Приосанившись, Нечипоренко поднялся, чуть покачнувшись сперва, но далее совершенно на ногах утвердившись, и запел.
— Ну, дивитесь, — шептал Савельев, — такой лешковатый муж, а глас что у боярина…
Ой, не цвиты буйным цвiтом, Зеленый катране, Тяжко-важко на серденьку, Як вечiр настане. Ступай, коню, ступай, конь, С гори камяної До тiеi дiвчиноньки, Що чорнiї брови.Савельев слушал с глазами, полными слез, Урусов не отрывался от тетрадки, Вельтман подпевал тенорком, Тхоржевский глядел вокруг фасеточным взором оператора, крупный план, общий план, то облако, то стрекоза, то купы кустов, а вот и шкалик.
Есть у мене таку зiлля, Росте бiля току, Як дам тобi напитися — Забудешь до року.Словно вторя, восщебетала на ветке, заняв место Катрионы, пташка.
Буду пити, буду пити I крапли не впущу. Xiбa толi я забуду, Як очи заплющу.Допев про «буду пити», Нечипоренко почти протрезвел.
— Пойду в пруду искупаюсь, — сказал Савельев, отирая слезу. — Ну, спасибо, ангел, утешил. Кто со мной купаться? Пруд зовет!
— Только не четвертый.
— Именно в четвертом и следует купаться. Веревка висельника в средневековье приносила удачу.

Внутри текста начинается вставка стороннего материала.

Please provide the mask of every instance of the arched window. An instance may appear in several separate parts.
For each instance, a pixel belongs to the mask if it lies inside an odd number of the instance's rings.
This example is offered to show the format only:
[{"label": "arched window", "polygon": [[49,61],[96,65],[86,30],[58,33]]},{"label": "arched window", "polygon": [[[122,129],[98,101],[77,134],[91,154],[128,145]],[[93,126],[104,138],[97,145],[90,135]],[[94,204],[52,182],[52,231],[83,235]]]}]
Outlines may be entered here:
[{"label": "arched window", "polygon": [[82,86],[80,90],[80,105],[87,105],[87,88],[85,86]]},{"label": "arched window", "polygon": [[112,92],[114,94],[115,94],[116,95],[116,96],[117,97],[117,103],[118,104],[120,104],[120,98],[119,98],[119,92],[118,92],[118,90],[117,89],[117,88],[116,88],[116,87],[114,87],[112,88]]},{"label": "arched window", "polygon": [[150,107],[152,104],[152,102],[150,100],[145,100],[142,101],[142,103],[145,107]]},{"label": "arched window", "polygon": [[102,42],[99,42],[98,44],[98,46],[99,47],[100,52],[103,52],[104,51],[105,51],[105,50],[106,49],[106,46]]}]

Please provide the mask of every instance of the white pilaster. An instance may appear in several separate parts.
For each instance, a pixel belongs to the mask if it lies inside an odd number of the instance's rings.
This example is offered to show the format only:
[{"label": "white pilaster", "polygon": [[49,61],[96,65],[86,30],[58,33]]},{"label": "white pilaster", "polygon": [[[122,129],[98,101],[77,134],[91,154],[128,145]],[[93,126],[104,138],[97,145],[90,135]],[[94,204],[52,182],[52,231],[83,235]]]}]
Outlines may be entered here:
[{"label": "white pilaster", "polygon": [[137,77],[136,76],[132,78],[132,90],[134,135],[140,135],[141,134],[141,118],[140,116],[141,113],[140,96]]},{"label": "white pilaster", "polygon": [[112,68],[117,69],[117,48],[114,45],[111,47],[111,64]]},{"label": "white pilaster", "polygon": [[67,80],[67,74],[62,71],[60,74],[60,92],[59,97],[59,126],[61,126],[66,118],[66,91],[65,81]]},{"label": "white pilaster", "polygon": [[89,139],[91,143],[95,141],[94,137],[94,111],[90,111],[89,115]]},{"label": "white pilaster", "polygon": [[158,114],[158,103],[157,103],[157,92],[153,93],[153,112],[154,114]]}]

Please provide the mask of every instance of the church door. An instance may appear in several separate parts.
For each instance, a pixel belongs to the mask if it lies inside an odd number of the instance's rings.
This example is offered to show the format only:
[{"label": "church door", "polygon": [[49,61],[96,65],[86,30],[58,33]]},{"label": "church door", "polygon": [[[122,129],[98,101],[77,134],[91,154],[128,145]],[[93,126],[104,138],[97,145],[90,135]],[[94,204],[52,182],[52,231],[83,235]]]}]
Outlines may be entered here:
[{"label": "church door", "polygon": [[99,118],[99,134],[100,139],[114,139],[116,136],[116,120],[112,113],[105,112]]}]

Водица из-под отражения повешенного тоже должна приносить.
И поспешно удалился, слегка качаясь.
— Не утоните! — крикнул ему вслед Нечипоренко. — Не хотите ли, Урусов, мне тетрадочку вернуть?
— Кому суждено быть повешенным, тот не утонет! — хохотнул издалека Савельев.
— Подождите, дайте дочитать, — буркнул Урусов, читая.